Proposez-vous des services pour gérer le stockage des data sets d'entrainement ?

Nous ciblons effectivement, aussi, les problématiques de stockage et de structuration des données d'entrainement. Et en aval, nous répondons également à l'enjeu de l'inférence des modèles, c'est-à-dire à leur mise en production sur le terrain. Un cas d'usage qui est beaucoup moins gourmand en capacités de calcul que l'entrainement de LLM. Pour répondre à cet enjeu, nous avons lancé au début de l'été une nouvelle gamme d'instances H100 utilisables de manière unitaire pour faire de l'inférence. Cette offre est actuellement proposée en bêta privée. Nous prévoyons de la lancer commercialement dans le mois qui vient.

Prévoyez-vous d'accompagner vos ressources de calcul dédiées à l'IA de services à valeur ajoutée de type plateforme ou PaaS ?

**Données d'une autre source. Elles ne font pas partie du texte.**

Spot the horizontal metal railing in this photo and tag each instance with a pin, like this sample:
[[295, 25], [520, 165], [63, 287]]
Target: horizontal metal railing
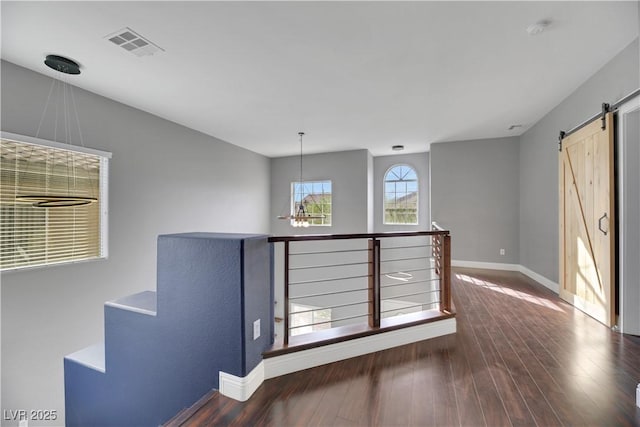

C'est le cas. Pour construire un système cloud orienté vers l'IA, la première couche à construire est le cloud d'infrastructure. C'est ce que nous sommes en train d'accomplir avec les investissements que nous avons annoncés (à hauteur de 200 millions d'euros, ndlr).

L'ambition de Scalway sera ensuite de développer les différents outils de PaaS qui permettront de faciliter le développement d'applications autour de l'IA. Rendez-vous lors de notre conférence du 17 novembre prochain pour avoir plus d'informations sur notre feuille de route à ce sujet. A l'occasion de cet événement, nous présenteront également le laboratoire de recherche d'Iliad consacré à l'intelligence artificielle et l'équipe qui le compose. Nous prévoyons aussi de communiquer pour l'occasion sur notre entrée dans le classement Top 500 des supercalculateurs les plus puissants au monde.

Quid de la question éthique autour de l'IA ?

Nous sommes extrêmement sensibles et sensibilisés aux débats en cours sur cette question. Nous ne sommes pas dans la logique d'attendre un cadre réglementaire, mais plutôt dans celle de favoriser son émergence. L'objectif est de s'assurer que la puissance de calcul ne soit pas mise à la disposition de n'importe qui et de n'importe quel usage.

Damien Lucas est le CEO de Scaleway depuis mai 2023. Cet entrepreneur fonde en 2003 Anevia, un éditeur de logiciels pour la distribution en OTT et IPTV ciblant à la fois la vidéo en direct et en différé et la vidéo à la demande (VOD). En 2020, Anevia est acquise par Ateme, un autre spécialiste des infrastructures de diffusion vidéo. Suite à ce rachat, Damien Lucas est promu chief product officer du nouvel ensemble. Il conserve ce poste jusqu'à sa nomination à la tête de Scaleway en 2023.